Le positivisme ne s'est pas toujours contenté de profiter des résultats de la critique kantienne, sans les discuter. Dans le livre des Premiers Principes, Herbert Spencer cherche à présenter sous une forme systématique l'ensemble de la science et à justifier en même temps l'abandon de toute métaphysique. La métaphysique, c'est l'inconnaissable, elle n'existe qu'à titre de disposition naturelle; la science, c'est le connaissable et le certain. La critique de Spencer est à la fois formelle et matérielle; d'une part il montre, en vertu de la relativité de toute connaissance, l'impossibilité formelle de concevoir l'absolu; de l'autre, il critique et réduit à néant les conceptions métaphysiques. Une idée préside à cette double critique ce qui est logiquement inconcevable est faux; le criterium de la vérité est l'inconcevabilité du contraire. Ce criterium reçoit son application dans la partie positive de l'ouvrage (le connaissable): tous les principes de la science sont ramenés à un principe suprême, celui de la permanence de la force. Ce principe est indémontrable, et il doit l'être, car il est la base de toute démonstration scientifique; mais on ne peut le nier sans contradiction; il nous apparait comme nécessaire, donc il est vrai.
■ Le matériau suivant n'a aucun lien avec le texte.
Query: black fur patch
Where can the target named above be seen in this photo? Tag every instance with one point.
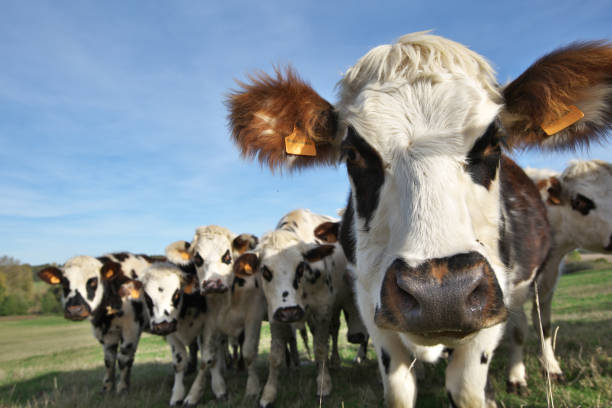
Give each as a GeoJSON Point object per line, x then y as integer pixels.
{"type": "Point", "coordinates": [386, 359]}
{"type": "Point", "coordinates": [483, 160]}
{"type": "Point", "coordinates": [365, 168]}
{"type": "Point", "coordinates": [582, 204]}
{"type": "Point", "coordinates": [346, 238]}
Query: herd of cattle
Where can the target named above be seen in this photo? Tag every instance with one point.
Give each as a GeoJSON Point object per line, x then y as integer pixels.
{"type": "Point", "coordinates": [442, 241]}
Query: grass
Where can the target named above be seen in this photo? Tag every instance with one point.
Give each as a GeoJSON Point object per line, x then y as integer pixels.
{"type": "Point", "coordinates": [50, 362]}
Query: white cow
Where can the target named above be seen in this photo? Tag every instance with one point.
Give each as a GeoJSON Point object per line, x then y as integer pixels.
{"type": "Point", "coordinates": [579, 207]}
{"type": "Point", "coordinates": [442, 228]}
{"type": "Point", "coordinates": [298, 287]}
{"type": "Point", "coordinates": [91, 290]}
{"type": "Point", "coordinates": [235, 305]}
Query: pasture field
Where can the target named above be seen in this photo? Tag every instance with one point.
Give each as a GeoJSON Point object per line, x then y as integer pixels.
{"type": "Point", "coordinates": [50, 362]}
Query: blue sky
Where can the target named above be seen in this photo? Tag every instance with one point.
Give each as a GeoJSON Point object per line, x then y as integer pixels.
{"type": "Point", "coordinates": [113, 132]}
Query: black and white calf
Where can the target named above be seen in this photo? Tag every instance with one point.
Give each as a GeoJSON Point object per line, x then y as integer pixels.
{"type": "Point", "coordinates": [579, 208]}
{"type": "Point", "coordinates": [442, 228]}
{"type": "Point", "coordinates": [92, 289]}
{"type": "Point", "coordinates": [296, 290]}
{"type": "Point", "coordinates": [235, 305]}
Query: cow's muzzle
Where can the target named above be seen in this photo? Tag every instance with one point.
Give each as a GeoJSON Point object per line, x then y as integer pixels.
{"type": "Point", "coordinates": [289, 314]}
{"type": "Point", "coordinates": [76, 312]}
{"type": "Point", "coordinates": [163, 328]}
{"type": "Point", "coordinates": [448, 297]}
{"type": "Point", "coordinates": [213, 286]}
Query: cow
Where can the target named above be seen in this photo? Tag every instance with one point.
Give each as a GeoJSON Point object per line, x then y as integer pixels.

Ce principe est le fondément de tout système de science positive. Le postulat auquel nous sommes arrivés est antérieur à la démonstration, antérieur à la connaissance définie; il est aussi ancien que la nature même de notre esprit. Son autorité s'élève au-dessus de toute autre autorité: car, non seulement il est donné dans la constitution de notre propre conscience, mais il est impossible d'imaginer une conscience constituée de façon à ne pas le donner. (Prem. Princ., trad. fr., 2o part., ch. vII.)

Spencer oublie ici son empirisme aucune répétition d'expériences, qu'elle soit contemporaine de l'individu ou de l'espèce, ne peut expliquer l'universalité et la nécessité absolues qu'il attribue à ce principe. C'est le retour à l'à-priorisme de Kant. Spencer pose a priori le déterminisme.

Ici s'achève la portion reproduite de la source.